Did you say DRUGS??? It IS A CHOICE. Very difficult choice to let go of, but STILL A CHOICE.

There are PROFESSIONAL Panhandlers who live indoors with satellite TV and a microwave oven, and Gamecubes, and then there are CAREER Panhandlers who live in squalor because it is easier than coping with the rest of Society on Societies terms.


Very few are "on the street" because they have no choice.


----------



## mickeyco (May 13, 2006)

I have the answer, make drugs legal.


----------



## SelfContract (Dec 6, 2007)

They always said.... "*America is land of Freedom*"... Sure, Freedom of Choices... and Govt don't give a damn about it either... 9/11??


----------



## Chris Johnson (Apr 19, 2007)

I recall reading a few years ago...homeless people are not homeless for more then 4 years.

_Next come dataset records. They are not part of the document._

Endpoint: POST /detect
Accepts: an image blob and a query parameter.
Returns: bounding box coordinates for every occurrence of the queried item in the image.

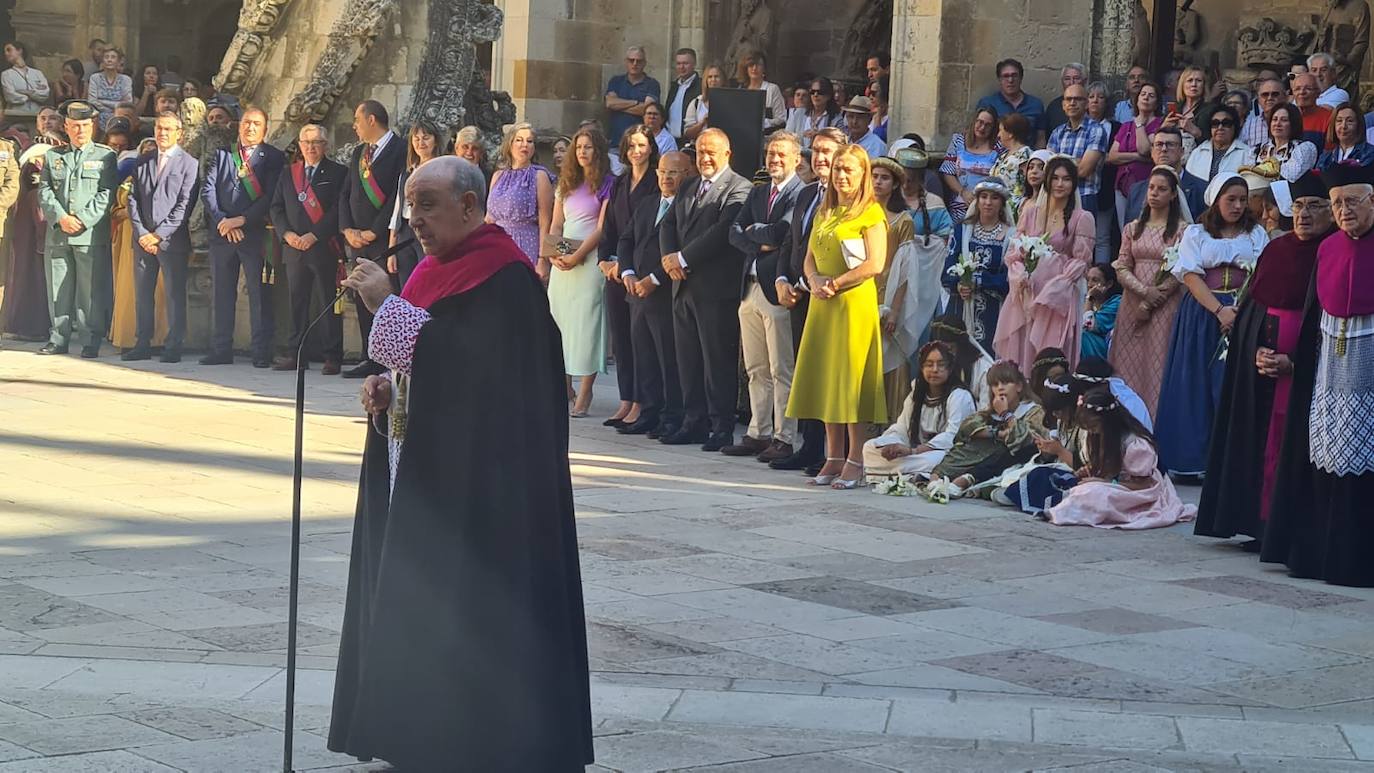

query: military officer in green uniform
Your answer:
[38,100,115,358]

What happens after 4 years? Do they realize they are idiots for living lower then rodents and a roof over your head and a few warm meals everyday is available with a little effort?

Sorry folks, I won't give to these people, they made the choice to live on the street. As the old adage goes 'if you want something bad enough you will get it' either they don't want it or perhaps they want to live on the streets.


----------



## thom (Nov 3, 2006)

many times.

20 years ago they were a decent source of dumb labor
10 years ago they were an adequate to poor source of dumb labor
3 years ago they were worthless. Their work was poor and by noon they were done.

One was honest enough to say "I get free housing, food, clothes, shoes, transportation, everything I want, except beer. If I work for four hours I can buy beer for two days."


----------



## MALCO.New.York (Feb 27, 2008)

Chris Johnson said:


> I recall reading a few years ago...homeless people are not homeless for more then 4 years. What happens after 4 years? Do they realize they are idiots for living lower then rodents and a roof over your head and a few warm meals everyday is available with a little effort?
> 
> Sorry folks, I won't give to these people, they made the choice to live on the street. As the old adage goes 'if you want something bad enough you will get it' either they don't want it or perhaps they want to live on the streets.


Yup!!!!:thumbsup:


----------



## Project_Pat (Jul 13, 2008)

We hired one last summer for a rehab of a small home and it was not good.....the pattern was he would show up to work one or two days in a row then you would not see him for 4 or 5, when he did show up he had to be supervised VERY closely otherwise tools wound up in the garbage can or he would take a smoke break and do nothing when alone, unsupervised.

Babysitting retards aint my idea of a productive work day.


----------